Après le repas, mon père posa sa grosse main habile sur ma tête et caressa timidement les boucles tendres de ma tempe.
– Tu as sept ans, Sinouhé, dit-il, tu dois te choisir une carrière.
– Je veux devenir soldat, répondis-je tout de suite. Je ne compris pas sa mine déçue. Car les meilleurs jeux des garçons dans la rue sont militaires, et j'avais vu les soldats s'exercer et lutter devant leur caserne, j'avais vu les chars de combat sortir de la ville pour des manœuvres, avec leurs roues bruyantes et leurs pennons flottants. Il ne pouvait exister de carrière plus honorable et plus brillante que le métier des armes. Un soldat n'a pas besoin de savoir écrire, c'était pour moi la raison principale de mon choix, car mes camarades m'avaient raconté des histoires terribles sur les difficultés de l'écriture et sur les cruautés des maîtres qui vous arrachaient les cheveux si on avait le malheur de casser sa tablette ou de briser son style.
Mon père n'avait probablement pas été très doué dans son enfance, sinon il serait parvenu plus haut que le rang de médecin des pauvres. Mais il était consciencieux et ne nuisait pas à ses malades, et au cours des années il avait amassé de l'expérience. Il savait aussi comme j'étais sensible et entêté, et il ne protesta pas contre ma décision.
Mais au bout d'un moment il demanda à ma mère une cruche, entra dans sa chambre et y versa du vin ordinaire.

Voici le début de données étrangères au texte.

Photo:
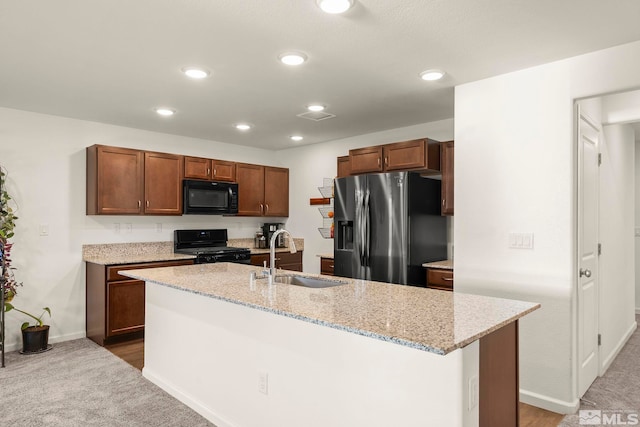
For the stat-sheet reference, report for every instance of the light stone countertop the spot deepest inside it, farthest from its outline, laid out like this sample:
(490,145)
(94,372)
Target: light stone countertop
(133,253)
(443,265)
(425,319)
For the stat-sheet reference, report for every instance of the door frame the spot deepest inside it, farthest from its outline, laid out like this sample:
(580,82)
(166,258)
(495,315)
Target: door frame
(578,115)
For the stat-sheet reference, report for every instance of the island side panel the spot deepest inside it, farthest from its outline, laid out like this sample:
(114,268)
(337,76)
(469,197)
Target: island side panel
(211,355)
(499,373)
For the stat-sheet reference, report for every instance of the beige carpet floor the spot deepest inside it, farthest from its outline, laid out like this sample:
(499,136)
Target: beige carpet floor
(79,383)
(616,394)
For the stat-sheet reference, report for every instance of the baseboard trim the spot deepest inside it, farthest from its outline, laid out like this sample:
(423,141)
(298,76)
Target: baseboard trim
(186,399)
(616,350)
(549,403)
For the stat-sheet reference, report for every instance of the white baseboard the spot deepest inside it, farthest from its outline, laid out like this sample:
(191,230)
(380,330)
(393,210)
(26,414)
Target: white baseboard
(614,353)
(549,403)
(185,398)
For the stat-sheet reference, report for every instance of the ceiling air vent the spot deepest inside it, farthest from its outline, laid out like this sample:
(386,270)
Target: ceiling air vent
(316,116)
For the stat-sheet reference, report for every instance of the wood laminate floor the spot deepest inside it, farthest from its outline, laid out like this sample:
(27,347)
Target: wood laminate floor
(530,416)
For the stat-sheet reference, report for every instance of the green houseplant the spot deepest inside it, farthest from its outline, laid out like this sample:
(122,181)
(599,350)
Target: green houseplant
(35,338)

– Viens, Sinouhé, me dit-il en m'entraînant vers le rivage.
Je le suivis avec étonnement. Sur le quai, il s'arrêta pour observer un chaland d'où des porteurs suants, le dos voûté, sortaient des marchandises emballées dans des toiles cousues. Le soleil se couchait derrière les collines, sur la Ville des morts; nous étions repus, mais les hommes déchargeaient toujours, les flancs haletants et couverts de sueur. Le surveillant les excitait du fouet, et tranquillement assis sous un auvent un scribe inscrivait chaque charge.
– Voudrais-tu être comme eux? demanda mon père.
Cette question me parut stupide et je n'y répondis pas, mais je jetai à mon père un regard étonné, car vraiment personne ne pouvait désirer devenir semblable à ces porteurs.
– Ils triment de bonne heure le matin jusque tard dans la soirée, dit mon père Senmout. Leur peau est tannée comme celle du crocodile, leurs mains sont rudes comme les pattes du crocodile. C'est seulement à la nuit tombée qu'ils peuvent regagner leur cabane de pisé, et leur nourriture est un morceau de pain, un oignon et une gorgée de cervoise aigre. Telle est la vie des débardeurs. Telle est aussi celle du laboureur. Telle est celle de tous ceux qui travaillent de leurs mains. Tu ne les envies sûrement pas?